I think so   But she seems to have had a bit of a hard life, bless her, I just want to see her happy and content.  I'm a real sucker for an animal in need, and something about her just speaks to me.


----------



## Amye (22 November 2016)

She is lovely and doesn't look that grubby at all! Don't worry!!

My boy looks more grubby after a day in the field rolling in all the mud 

Just concentrate on building your 'bond' up and getting her to trust you


----------



## FFAQ (22 November 2016)

What a beauty!

When you eventually do get round to bath time, I've found that the rideaway leave in shampoos are quite good.  I got a lavender one for my nervous mare, and made sure it was very dilute.


----------



## splashgirl45 (22 November 2016)

she looks pretty clean to me considering it is winter, she is very pretty...good luck with her and remember to go slowly to build up her confidence in you...


----------



## Sparemare (22 November 2016)

She's got a lovely face bless her.  I only ever hot cloth mine to get stains out as they don't like the hose.


----------



## SEL (23 November 2016)

I think she's pretty clean! You should see the state of my gelding......

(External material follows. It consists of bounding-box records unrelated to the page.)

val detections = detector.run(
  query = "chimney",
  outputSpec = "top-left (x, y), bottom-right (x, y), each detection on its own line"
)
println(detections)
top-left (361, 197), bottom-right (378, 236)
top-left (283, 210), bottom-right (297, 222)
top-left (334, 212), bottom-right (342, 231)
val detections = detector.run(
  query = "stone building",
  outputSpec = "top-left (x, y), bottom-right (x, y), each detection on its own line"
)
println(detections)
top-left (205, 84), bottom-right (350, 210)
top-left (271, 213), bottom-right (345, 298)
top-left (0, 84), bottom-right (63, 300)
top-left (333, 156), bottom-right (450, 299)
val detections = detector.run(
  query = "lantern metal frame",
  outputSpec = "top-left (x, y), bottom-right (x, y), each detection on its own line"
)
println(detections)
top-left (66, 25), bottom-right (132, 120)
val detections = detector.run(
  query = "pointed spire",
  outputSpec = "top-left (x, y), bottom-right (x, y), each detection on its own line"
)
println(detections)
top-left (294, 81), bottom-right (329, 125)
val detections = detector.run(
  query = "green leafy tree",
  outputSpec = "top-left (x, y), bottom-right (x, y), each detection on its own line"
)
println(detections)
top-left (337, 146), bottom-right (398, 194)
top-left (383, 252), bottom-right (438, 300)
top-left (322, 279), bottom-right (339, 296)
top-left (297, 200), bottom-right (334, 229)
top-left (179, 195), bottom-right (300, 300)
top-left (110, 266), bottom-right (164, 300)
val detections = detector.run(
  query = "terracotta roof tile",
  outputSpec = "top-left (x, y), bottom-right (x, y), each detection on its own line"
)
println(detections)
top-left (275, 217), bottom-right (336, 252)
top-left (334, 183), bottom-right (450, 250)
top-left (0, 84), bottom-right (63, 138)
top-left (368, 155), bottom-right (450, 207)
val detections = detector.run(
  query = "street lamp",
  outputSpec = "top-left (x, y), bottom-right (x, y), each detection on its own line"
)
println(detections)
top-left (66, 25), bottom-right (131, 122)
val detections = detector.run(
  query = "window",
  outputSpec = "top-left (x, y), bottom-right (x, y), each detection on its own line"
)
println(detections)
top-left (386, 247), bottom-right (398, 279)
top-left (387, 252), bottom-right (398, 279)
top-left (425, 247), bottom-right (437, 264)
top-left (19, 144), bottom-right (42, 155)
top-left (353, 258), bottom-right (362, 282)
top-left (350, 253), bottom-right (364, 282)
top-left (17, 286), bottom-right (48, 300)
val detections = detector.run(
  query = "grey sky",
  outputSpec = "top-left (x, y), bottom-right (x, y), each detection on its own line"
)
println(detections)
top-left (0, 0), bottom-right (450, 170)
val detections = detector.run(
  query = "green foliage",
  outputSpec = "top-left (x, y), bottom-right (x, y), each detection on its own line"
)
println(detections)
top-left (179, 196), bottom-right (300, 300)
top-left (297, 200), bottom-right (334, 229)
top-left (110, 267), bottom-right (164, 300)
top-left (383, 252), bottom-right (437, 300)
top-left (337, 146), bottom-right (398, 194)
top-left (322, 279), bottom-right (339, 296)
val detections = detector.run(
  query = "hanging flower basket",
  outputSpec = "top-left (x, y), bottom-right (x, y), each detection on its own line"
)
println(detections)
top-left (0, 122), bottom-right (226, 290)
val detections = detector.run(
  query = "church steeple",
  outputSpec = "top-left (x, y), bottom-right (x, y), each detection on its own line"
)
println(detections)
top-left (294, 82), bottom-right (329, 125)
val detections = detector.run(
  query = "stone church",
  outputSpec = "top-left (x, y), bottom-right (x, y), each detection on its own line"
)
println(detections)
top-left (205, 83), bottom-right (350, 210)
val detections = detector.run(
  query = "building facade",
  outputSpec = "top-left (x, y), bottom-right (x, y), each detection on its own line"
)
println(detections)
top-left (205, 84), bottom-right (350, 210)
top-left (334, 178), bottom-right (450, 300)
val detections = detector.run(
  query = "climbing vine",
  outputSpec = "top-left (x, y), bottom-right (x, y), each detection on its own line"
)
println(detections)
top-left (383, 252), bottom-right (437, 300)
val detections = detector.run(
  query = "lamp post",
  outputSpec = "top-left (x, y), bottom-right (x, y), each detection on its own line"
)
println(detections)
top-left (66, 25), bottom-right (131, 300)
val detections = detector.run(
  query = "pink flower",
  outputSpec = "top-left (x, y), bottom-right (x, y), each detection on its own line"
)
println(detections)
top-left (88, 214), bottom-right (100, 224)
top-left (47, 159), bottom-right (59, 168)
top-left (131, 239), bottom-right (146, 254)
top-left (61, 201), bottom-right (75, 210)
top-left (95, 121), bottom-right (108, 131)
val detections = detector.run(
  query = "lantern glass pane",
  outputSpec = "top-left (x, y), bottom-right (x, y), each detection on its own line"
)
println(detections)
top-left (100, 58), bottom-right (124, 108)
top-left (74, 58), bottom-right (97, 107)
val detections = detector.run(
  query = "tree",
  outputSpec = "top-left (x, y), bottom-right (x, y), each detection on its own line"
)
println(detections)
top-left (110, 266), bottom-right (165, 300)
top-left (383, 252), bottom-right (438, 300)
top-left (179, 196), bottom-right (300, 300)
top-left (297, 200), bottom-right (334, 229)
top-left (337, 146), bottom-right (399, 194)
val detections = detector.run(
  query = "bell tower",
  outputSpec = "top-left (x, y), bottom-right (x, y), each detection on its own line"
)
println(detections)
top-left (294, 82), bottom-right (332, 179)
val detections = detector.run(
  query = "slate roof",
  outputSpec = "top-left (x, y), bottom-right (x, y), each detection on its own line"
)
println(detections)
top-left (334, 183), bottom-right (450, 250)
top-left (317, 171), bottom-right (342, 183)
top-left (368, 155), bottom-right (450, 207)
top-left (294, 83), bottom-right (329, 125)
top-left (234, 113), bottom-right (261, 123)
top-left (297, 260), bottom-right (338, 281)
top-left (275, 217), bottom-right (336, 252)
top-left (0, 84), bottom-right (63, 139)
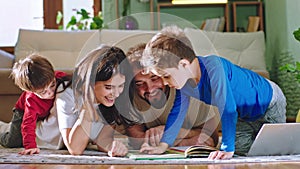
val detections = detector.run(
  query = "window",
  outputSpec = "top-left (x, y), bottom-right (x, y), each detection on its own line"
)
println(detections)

My boy has a very long thick mane and I tend to find it has to be combed little & often. He hates sprays so I tend to splash conditioning spray on my hand and rub it in the patch I'm about to tackle. Given yours is unhandled I'd leave mane & tail until she's more settled.

Good luck - keep us posted as to how she's getting on


----------



## Arianrhod (24 November 2016)

Thanks everyone.  I thought her coat actually looked ok, but after half an hour or so of gently scratching and stroking her, my hand was absolutely coated in white waxy stuff, that I'm told was grease.  Other horses I have access to certainly don't leave white gunk on my hand, so I figured she needs some cleaning!

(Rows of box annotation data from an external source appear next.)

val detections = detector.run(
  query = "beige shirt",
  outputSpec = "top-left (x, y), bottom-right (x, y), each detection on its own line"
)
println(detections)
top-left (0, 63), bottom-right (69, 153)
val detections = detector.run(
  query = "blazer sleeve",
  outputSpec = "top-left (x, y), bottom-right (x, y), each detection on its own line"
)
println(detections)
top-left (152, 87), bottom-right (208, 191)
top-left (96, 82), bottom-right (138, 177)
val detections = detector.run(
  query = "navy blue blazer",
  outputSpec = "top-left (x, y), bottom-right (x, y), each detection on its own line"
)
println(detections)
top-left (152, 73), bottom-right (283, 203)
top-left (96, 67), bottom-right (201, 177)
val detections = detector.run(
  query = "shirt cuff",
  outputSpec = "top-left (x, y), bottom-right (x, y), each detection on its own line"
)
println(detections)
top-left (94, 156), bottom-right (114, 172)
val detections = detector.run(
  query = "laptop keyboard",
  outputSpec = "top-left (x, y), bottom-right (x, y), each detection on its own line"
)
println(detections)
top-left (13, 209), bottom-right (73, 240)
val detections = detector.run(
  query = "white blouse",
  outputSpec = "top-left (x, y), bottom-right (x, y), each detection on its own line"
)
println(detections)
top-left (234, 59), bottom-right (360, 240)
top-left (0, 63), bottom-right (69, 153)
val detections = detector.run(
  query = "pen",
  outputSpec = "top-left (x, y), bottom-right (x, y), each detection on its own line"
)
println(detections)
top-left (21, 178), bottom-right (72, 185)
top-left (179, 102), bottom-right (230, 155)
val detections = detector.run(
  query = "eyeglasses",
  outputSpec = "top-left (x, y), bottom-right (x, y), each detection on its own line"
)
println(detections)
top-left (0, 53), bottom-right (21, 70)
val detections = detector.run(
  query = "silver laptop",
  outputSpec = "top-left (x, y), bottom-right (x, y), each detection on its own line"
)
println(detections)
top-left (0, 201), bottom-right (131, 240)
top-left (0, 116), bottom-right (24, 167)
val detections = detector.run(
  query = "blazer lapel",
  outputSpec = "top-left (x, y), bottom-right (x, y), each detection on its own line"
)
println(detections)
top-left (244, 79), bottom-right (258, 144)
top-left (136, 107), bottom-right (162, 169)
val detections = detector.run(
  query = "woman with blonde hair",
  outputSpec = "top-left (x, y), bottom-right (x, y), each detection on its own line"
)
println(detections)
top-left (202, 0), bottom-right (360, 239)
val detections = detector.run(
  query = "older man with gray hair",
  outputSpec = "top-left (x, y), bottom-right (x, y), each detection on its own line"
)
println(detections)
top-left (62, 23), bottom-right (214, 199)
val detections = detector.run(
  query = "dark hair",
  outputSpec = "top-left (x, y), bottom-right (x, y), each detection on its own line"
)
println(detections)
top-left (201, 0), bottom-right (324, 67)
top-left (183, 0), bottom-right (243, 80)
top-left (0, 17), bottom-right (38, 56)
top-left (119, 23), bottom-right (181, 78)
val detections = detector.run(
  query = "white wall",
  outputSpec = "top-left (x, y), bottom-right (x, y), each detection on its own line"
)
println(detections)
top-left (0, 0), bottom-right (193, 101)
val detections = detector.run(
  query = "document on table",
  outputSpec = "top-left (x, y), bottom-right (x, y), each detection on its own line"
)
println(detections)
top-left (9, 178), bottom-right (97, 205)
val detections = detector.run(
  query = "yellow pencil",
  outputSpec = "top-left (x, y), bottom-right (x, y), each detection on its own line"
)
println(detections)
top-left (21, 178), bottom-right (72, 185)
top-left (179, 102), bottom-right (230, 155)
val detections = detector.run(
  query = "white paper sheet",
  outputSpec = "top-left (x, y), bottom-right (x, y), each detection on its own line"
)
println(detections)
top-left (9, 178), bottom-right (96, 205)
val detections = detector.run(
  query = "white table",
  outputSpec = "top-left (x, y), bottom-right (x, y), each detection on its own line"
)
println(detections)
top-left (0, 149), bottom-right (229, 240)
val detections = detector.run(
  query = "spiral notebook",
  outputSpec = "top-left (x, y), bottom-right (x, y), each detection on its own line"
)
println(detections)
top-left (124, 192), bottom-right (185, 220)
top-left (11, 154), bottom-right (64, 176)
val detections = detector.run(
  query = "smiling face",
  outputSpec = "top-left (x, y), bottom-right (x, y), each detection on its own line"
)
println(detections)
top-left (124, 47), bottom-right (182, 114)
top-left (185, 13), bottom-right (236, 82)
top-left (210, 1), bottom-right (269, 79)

I like the look of hot clothing, I think I'll go that route once she's settled and relaxed a bit, and as you say SEL, I'll certainly leave her tail (ever mindful of those back hooves!) for a while longer!


----------



## MissTyc (24 November 2016)

The grease on the coat will allow her to live out warm all winter ... No need to clean it off. Many of us "rough off" horses i.e. no cleaning them up. 
In your situation I would focus on the handling and the trust. That probably will include some scratching and brushing which she will learn to love and will help your bond. But don't worry about the full clean.


----------



## 9tails (24 November 2016)

I've had my horse 8 years, she may have had a full wash down with shampoo 5 times in that time period.  They really don't need it, as long as the diet is good.


----------